The reliability of usual assumptions regarding the wavefield composition in applications of the Diffuse Field Approach (DFA) to passive seismic prospecting is investigated. Starting from the more general formulation of the DFA for full wavefield (FW), the contribution of each wave to the horizontal- and vertical-component power spectra at surface are analyzed for a simple elastic waveguide representing the continental crust-upper mantle interface. Special attention is paid to their compositions at low and high frequencies, and the relative powers of each surface wave (SW) type are identified by means of a semianalytical analysis. If body waves are removed from the analysis, the high-frequency horizontal asymptote of the H/V spectral ratio decreases slightly (from 1.33 for FW to around 1.14 for SW) and shows dependence on both the Poisson’s ratio of the crust and the S wave velocity contrast (while FW-H/V asymptote depends on the former only).
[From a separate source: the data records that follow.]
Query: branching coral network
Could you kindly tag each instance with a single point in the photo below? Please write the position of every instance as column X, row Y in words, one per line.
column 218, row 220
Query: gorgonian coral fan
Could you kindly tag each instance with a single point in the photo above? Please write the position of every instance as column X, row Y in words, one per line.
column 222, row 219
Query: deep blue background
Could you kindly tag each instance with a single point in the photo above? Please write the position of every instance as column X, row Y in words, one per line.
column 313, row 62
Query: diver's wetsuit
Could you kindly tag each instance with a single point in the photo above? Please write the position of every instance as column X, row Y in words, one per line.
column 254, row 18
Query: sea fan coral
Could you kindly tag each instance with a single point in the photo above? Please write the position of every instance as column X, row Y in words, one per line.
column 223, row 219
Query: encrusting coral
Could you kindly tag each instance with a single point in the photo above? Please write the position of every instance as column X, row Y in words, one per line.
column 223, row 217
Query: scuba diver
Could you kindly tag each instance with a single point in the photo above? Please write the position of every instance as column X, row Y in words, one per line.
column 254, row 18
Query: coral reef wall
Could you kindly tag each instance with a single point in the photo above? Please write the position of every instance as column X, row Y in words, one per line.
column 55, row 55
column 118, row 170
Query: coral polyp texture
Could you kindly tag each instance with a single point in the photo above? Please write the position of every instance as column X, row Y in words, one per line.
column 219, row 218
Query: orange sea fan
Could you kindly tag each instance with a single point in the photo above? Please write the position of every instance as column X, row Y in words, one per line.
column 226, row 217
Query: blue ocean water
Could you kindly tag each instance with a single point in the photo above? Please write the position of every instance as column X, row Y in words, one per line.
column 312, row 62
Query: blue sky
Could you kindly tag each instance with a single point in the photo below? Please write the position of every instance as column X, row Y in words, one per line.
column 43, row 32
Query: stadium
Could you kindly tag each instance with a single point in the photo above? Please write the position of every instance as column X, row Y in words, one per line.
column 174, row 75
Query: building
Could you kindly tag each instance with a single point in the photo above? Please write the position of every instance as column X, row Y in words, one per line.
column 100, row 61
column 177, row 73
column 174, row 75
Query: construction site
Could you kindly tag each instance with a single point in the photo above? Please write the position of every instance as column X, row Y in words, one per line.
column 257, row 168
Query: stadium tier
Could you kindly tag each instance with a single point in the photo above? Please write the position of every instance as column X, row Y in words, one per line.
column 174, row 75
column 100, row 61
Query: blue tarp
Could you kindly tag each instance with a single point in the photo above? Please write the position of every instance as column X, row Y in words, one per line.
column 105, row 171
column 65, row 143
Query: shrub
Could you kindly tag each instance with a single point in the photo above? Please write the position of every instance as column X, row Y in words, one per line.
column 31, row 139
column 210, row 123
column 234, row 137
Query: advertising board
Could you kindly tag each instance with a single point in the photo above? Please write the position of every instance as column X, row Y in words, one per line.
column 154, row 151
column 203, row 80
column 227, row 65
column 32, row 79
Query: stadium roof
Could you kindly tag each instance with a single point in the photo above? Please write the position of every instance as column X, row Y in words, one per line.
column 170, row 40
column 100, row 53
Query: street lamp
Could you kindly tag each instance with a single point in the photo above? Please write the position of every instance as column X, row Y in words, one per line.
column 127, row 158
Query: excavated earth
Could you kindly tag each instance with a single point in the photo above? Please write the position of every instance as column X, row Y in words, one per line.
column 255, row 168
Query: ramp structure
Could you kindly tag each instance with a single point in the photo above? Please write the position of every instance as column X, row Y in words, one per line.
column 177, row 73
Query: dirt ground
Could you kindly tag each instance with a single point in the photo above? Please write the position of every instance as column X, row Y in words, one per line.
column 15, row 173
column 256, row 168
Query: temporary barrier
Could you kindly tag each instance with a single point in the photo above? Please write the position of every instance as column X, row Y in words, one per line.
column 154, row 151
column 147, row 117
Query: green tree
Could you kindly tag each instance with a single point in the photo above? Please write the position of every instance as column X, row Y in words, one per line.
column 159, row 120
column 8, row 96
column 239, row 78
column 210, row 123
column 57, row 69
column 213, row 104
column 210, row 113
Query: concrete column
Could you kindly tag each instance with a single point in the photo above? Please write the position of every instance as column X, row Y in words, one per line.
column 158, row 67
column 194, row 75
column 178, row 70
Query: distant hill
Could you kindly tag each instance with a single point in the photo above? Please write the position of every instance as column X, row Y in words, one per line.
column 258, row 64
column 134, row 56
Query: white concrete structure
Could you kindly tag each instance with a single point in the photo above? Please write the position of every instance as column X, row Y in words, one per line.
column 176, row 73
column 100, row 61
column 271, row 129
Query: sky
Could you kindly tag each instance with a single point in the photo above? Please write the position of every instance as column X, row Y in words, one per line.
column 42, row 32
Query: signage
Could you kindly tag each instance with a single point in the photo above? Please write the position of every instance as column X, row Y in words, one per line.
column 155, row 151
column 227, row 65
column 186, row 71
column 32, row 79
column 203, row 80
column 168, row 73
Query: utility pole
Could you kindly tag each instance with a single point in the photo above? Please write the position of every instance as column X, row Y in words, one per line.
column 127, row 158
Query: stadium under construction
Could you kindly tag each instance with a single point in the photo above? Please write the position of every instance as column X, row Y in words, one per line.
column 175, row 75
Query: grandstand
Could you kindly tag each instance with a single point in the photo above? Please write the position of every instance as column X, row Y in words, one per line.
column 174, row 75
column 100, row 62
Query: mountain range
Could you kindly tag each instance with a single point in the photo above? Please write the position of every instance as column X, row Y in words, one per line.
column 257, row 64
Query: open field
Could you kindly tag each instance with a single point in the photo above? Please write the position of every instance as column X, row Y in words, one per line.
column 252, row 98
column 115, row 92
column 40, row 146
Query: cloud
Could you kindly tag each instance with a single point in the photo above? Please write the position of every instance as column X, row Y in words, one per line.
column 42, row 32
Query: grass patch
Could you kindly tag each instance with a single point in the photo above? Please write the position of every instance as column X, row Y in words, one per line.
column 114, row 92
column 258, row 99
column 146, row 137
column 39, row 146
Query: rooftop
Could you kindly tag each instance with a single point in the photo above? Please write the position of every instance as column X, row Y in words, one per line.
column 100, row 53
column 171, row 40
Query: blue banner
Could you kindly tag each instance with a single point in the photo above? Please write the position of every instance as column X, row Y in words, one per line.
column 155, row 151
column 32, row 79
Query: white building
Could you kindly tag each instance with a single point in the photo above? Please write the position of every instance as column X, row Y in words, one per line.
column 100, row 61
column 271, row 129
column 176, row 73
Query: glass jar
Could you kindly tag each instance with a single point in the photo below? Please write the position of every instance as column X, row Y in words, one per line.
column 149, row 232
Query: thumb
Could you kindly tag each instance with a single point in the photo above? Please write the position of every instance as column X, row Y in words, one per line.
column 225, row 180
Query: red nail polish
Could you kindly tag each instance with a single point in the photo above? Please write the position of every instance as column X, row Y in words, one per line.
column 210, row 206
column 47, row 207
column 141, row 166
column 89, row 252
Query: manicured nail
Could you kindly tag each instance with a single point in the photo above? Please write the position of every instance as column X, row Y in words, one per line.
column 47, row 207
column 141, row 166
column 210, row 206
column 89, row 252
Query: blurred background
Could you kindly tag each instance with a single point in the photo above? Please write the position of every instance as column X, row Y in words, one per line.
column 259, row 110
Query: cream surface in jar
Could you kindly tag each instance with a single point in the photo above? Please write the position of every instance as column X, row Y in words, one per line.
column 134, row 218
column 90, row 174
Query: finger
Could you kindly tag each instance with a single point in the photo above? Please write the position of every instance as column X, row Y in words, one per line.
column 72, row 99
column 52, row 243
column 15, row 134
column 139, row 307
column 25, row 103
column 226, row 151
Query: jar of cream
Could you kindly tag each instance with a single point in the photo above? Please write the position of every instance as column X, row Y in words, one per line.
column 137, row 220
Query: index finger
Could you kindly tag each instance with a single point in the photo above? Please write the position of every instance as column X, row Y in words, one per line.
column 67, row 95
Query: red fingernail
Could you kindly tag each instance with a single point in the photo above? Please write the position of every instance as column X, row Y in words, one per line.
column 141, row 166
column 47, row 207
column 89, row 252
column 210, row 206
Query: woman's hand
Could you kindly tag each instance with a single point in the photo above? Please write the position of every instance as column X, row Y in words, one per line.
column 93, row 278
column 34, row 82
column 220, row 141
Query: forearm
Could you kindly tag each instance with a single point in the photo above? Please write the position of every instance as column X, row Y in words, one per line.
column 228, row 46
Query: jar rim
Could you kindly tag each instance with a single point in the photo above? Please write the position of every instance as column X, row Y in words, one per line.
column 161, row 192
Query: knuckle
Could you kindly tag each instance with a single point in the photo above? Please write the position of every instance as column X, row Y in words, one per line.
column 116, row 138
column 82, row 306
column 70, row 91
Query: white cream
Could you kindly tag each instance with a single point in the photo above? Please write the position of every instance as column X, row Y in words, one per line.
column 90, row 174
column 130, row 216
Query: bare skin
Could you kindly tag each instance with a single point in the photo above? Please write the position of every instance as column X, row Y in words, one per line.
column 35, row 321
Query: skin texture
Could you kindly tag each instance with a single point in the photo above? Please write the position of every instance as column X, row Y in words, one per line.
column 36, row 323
Experimental tests in a local broadband network provide H/V curves compatible with any of these values in the band 0.2–1Hz, approximately, supporting the applicability of the DFA approximation. Coexistence of multiple SW modes produces distortion in the amplitudes of vertical and radial component Aki’s coherences, in comparison with the usual predictions based on fundamental modes. At high frequencies, this effect consists of a decrement by a constant scaling factor, being very remarkable in the radial case. Effects on the tangential coherence are severe, including a π/4 phase shift, slower decay rate of amplitude versus frequency, and contribution of several velocities for large enough distances.